The “Mormons” believe that God is the Father of our spirits—that we are His offspring; and we think it just as consistent and reasonable to believe that He has a partner or partners as to think that He sits, isolated and solitary in lonely grandeur, in a state of bachelorship, and yet a Parent of so innumerable a progeny. (March 29, 1856, WS 47)

   The biblical use of the term “Father” to mean “creator” is not enough for Cannon:

There are many people who imagine that we are the children of God because He is our Creator. But we differ from all other people in this respect. We believe that we are the literal descendants of our Eternal Father, that we are the offspring of Deity, thatthose aspirations which man has and which cause Him to perform the mighty works that we see on every hand as we travel throughout the earth are inherited from our Eternal Father. They come to us by descent; or, to use another phrase, they are hereditary. The doctrine of heredity is manifested in the works of man. We descend from this great Father who formed the earth and who governs this universe.

   Cannon certainly stands firmly in the tradition of Joseph Smith in proclaiming the concept of eternal progression:

Among the Latter-day Saints there is a knowledge concerning the Personage of God. We have some conception of Him. We know that He is a Being of tabernacle. A Among (sic) the Latter-day Saints there is a knowledge concerning the Personage of God. remark (sic) suggests itself to my mind which I heard a few days ago from one of our ApostlesBrother Lorenzo Snow. It was something to this effect: That as God now is, we will be; as man is, God was. It is very comprehensive. And we descend from this Father. We areHis offspring. We possess His attributes. It is true they are not developed, but we possess them; and He desires to lead us forward until we shall be like Him. This is the object of the Gospel.[9]

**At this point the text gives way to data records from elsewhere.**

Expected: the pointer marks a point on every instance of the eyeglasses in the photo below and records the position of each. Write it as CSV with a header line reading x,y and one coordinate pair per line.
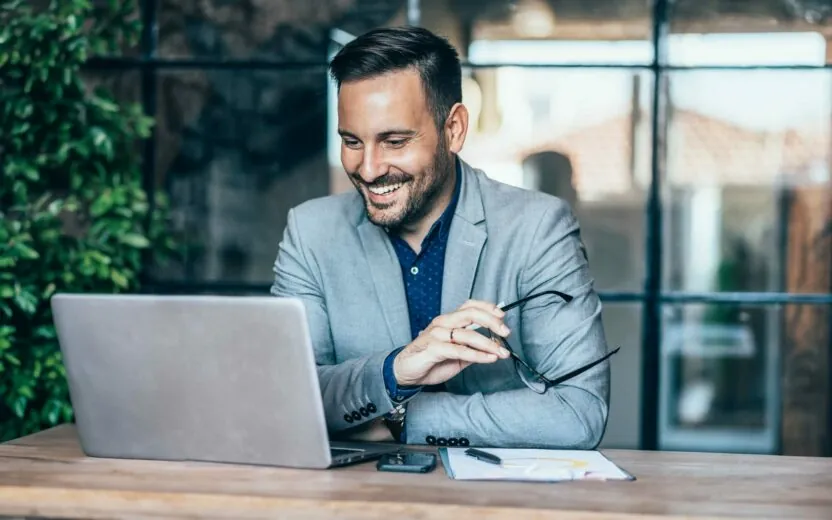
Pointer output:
x,y
531,377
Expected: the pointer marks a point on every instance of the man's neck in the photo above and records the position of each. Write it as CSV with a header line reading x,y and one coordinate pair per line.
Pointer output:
x,y
415,234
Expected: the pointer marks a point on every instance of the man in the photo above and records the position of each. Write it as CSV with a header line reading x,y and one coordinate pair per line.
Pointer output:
x,y
396,275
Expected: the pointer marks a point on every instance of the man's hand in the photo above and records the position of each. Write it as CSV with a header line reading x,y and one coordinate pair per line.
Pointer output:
x,y
446,346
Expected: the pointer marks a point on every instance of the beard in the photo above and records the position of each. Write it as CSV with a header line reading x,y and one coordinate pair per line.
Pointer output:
x,y
423,190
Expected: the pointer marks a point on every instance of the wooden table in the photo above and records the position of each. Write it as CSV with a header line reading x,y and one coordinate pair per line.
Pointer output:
x,y
47,475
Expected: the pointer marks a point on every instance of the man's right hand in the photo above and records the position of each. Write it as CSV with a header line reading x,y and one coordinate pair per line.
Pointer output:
x,y
446,346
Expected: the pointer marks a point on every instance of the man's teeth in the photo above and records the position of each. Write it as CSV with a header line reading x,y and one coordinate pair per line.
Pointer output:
x,y
386,189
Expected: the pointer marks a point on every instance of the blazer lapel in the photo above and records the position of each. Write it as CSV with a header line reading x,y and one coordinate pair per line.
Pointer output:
x,y
465,242
386,273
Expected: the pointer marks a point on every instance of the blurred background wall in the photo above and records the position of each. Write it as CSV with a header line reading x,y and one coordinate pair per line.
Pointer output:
x,y
691,137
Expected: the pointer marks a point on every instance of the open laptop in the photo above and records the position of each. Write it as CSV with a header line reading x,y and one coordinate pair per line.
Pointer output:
x,y
204,378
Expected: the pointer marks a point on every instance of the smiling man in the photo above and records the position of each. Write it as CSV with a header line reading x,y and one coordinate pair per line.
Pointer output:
x,y
401,278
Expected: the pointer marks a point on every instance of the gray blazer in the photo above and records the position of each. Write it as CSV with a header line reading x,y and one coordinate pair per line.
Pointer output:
x,y
505,243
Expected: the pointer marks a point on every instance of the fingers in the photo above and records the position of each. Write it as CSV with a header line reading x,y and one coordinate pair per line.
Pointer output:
x,y
473,315
471,339
482,305
445,351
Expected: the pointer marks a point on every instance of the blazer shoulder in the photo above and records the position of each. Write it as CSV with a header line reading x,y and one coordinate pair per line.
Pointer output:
x,y
330,212
523,205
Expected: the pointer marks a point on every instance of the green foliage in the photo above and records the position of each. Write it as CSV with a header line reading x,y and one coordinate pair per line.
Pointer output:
x,y
73,214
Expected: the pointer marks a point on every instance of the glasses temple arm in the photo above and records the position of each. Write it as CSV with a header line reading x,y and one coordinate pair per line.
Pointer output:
x,y
581,370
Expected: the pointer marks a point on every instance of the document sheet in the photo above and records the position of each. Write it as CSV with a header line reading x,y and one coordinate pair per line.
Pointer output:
x,y
532,465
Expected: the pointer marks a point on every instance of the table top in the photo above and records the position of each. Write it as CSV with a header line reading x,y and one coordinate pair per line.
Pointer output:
x,y
46,474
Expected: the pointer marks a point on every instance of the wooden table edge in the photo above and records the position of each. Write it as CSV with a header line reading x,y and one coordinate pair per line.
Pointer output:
x,y
65,502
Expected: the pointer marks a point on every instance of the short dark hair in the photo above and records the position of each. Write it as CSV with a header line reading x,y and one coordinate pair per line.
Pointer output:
x,y
391,49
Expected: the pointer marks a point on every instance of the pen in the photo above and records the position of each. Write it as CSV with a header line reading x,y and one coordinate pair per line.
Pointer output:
x,y
483,456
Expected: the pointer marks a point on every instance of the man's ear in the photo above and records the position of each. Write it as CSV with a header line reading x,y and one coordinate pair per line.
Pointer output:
x,y
456,127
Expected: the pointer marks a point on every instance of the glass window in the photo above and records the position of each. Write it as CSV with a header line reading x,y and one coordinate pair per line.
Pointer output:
x,y
749,33
746,175
720,377
581,135
622,326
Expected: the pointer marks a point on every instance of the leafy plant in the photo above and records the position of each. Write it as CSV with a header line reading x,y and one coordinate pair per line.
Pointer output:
x,y
73,214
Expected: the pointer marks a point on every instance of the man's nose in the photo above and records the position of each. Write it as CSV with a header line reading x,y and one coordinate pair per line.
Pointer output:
x,y
373,166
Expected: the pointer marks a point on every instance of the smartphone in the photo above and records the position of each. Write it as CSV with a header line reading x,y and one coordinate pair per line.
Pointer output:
x,y
407,462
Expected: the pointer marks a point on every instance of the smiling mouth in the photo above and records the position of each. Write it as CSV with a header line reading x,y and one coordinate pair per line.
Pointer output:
x,y
385,190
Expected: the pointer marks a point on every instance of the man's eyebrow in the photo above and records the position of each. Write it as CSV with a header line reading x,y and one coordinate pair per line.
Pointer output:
x,y
397,131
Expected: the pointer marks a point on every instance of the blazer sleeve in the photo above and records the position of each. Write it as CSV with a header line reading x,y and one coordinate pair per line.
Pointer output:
x,y
556,337
353,391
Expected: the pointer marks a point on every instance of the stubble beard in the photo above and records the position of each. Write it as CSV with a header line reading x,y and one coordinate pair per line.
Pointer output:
x,y
423,193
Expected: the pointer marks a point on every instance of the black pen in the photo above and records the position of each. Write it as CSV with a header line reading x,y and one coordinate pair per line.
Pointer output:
x,y
483,456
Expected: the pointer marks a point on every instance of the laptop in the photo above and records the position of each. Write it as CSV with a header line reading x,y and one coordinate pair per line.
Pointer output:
x,y
201,378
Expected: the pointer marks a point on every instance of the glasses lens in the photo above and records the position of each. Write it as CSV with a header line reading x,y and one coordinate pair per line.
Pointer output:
x,y
527,375
530,379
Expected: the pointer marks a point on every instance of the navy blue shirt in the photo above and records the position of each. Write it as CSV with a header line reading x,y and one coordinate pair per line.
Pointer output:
x,y
422,274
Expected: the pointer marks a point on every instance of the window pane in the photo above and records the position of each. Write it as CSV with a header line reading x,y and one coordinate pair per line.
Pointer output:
x,y
547,31
582,135
721,375
749,33
236,150
622,325
748,181
288,30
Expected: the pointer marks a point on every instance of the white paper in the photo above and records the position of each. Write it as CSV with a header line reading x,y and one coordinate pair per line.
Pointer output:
x,y
533,464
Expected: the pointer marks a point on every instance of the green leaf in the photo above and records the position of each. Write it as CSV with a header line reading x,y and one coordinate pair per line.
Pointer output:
x,y
19,407
25,301
26,252
119,279
102,204
135,240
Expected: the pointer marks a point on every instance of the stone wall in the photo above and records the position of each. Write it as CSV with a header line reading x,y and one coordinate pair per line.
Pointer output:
x,y
237,148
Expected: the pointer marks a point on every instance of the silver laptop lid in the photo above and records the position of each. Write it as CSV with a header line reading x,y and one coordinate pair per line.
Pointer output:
x,y
208,378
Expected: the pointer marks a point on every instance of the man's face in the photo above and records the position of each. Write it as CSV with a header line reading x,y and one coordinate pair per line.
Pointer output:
x,y
390,147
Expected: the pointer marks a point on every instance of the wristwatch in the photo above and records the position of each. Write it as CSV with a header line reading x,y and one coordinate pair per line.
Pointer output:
x,y
394,420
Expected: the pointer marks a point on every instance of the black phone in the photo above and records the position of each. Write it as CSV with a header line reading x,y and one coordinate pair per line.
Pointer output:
x,y
407,462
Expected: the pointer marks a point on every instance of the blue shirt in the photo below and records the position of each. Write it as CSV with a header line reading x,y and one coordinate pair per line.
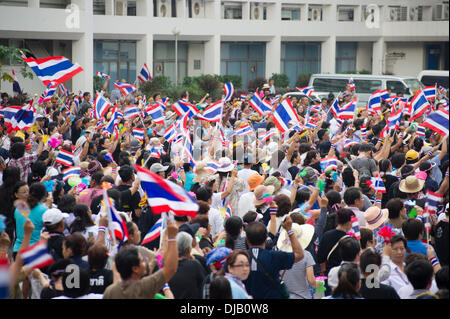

   I cannot over-emphasize the consistency that exists throughout these sources not only on the doctrine of God (i.e., that God was once a man, that man can become Gods just as God is a God, etc.) but as well on this idea: that the Gospel of Jesus Christ as proclaimed by the LDS Church and the plan of eternal progression are one and the same. The Gospel is that men can become Gods, according to Mormonism.
———-
1. Lorenzo Snow, Teachings of Lorenzo Snow, compiled by Clyde J. Williams, (Salt Lake City: Bookcraft, 1984), p. viii.
2. Orson Pratt, Journal of Discourses, ed. George D. Watt, et al. (Liverpool: F. D. Richards, et al., 1854-1886), 2:345, LDSCL.
3. Orson Pratt, The Seer, p. 23. No publisher, place of publication, or date of publication is given.
4. Parley P. Pratt, Key to the Science of Theology, 10th ed., (Salt Lake City: Deseret Book, 1948), pp. 33, 37, LDSCL.
5. George Q. Cannon, Gospel Truth: Discourses and Writings of President George Q. Cannon, First Counselor to Presidents John Taylor, Wilford Woodruff and Lorenzo Snow (1880-1901), Compiled by Jerreld L. Newquist, (Salt Lake City: Zions Book Store, 1957), 1:9, LDSCL.
6. Ibid., 1:131, LDSCL.
7. Ibid., 1:129, LDSCL.
8. Ibid.
9. Ibid., 1:131, LDSCL. Errors are in the electronic edition.